No es raro entonces que en este entorno de libertinaje a muchos inversionistas les interese muy poco generar valor agregado, enseñar y transferir conocimientos o multiplicar la cadena de valor de otras actividades vinculadas o complementarias. Menos aún, generar empleo decente o preocuparse por las externalidades económicas y sociales dañinas de su propia actividad.
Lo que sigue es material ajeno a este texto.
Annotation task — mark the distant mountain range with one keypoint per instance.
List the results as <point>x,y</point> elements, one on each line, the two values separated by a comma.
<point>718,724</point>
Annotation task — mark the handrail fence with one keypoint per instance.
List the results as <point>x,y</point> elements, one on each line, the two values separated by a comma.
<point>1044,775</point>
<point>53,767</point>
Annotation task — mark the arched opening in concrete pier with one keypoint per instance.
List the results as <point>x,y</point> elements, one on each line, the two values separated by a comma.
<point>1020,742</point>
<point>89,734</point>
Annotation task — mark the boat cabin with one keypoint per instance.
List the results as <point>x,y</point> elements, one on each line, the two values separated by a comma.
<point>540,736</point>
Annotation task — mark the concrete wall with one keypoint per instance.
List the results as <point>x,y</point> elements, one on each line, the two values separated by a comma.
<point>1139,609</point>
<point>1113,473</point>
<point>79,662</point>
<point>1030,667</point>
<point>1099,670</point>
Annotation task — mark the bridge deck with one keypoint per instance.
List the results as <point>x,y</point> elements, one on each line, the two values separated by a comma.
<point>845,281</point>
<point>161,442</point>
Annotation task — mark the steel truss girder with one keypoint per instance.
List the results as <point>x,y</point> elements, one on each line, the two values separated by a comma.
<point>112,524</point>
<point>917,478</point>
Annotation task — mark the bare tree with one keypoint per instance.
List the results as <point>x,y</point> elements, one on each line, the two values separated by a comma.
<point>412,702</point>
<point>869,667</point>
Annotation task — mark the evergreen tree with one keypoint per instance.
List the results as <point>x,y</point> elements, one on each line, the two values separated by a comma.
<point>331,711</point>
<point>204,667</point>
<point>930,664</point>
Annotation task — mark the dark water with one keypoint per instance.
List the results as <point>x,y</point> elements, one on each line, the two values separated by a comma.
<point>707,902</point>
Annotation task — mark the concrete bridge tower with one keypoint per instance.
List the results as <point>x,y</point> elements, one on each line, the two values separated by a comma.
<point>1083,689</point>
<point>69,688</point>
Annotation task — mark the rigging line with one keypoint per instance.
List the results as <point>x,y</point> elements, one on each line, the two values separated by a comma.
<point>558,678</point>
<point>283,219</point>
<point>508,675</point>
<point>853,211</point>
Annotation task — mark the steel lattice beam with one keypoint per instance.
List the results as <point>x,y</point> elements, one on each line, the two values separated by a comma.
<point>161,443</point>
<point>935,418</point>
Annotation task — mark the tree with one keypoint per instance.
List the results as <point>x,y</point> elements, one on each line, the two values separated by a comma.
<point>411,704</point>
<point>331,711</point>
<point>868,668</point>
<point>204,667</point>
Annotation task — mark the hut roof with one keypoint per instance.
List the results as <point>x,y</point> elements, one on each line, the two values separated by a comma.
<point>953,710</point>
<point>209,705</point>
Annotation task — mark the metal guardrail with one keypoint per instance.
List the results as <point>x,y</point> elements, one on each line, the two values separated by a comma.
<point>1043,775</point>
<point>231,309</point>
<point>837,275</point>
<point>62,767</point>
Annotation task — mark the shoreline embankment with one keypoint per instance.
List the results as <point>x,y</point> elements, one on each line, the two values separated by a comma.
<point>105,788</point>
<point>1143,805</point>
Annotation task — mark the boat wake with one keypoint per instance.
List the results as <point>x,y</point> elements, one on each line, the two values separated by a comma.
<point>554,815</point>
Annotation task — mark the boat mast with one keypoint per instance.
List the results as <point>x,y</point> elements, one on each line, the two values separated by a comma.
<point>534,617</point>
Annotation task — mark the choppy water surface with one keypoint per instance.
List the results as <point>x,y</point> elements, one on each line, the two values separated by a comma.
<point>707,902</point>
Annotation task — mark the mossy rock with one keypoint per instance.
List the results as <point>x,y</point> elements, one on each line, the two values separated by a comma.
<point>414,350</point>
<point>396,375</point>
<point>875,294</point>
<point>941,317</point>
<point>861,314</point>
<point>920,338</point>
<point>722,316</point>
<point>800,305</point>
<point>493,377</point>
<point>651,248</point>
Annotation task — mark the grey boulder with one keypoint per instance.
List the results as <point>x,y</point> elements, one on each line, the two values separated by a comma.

Una nueva conducción estratégica del Estado es clave para resolver el entrampamiento. Se necesita que el Estado entienda que la inversión, sobre todo en minería y recursos naturales no renovables, requiere de ciertos condicionamientos y de su monitoreo constante y permanente. El Estado debe definir políticas e incentivos que sean coherentes y privilegien solo aquella inversión que mejor coadyuve a los objetivos nacionales. Por ejemplo, si los objetivos estratégicos más importantes del país son la industrialización y la inclusión social, no basta predicar discursos acerca de ello sino lograr que se concreten políticas que coadyuven a lograr que los inversionistas: i) agreguen valor e industrialicen, ii) aumenten la competitividad, iii) obtengan licencia social, y iv) aseguren que los beneficios extraordinarios de la inversión se compartan entre la empresa, el Estado y la comunidad. La realidad ha demostrado que nada de esto surge espontánea y voluntariamente por obra y gracia de los inversionistas.
En vez de las políticas de los últimos 20 años, se necesita, por ejemplo, políticas públicas que: i) eliminen los “services” en la minería y aseguren todos los beneficios sociales a sus trabajadores, ii) promuevan la transferencia y creación de tecnología, iii) articulen la empresa con otros negocios de la localidad, iv) incentiven la compra de insumos locales y nacionales, v) eliminen las exoneraciones tributarias a los que no cumplen con la licencia social, vi) coloquen IGV a las exportaciones que no añaden valor agregado, vii) preserven el medio ambiente, viii) compartan las utilidades extraordinarias (sobreganancias) del negocio con el Estado y la comunidad, y ix) respeten la vida y la humanidad, entre otros.
Estas deben ser parte de las nuevas reglas del juego en la explotación de los recursos naturales no renovables, debiéndose transformar el obsoleto e inadecuado contrato social establecido en los últimos 20 años.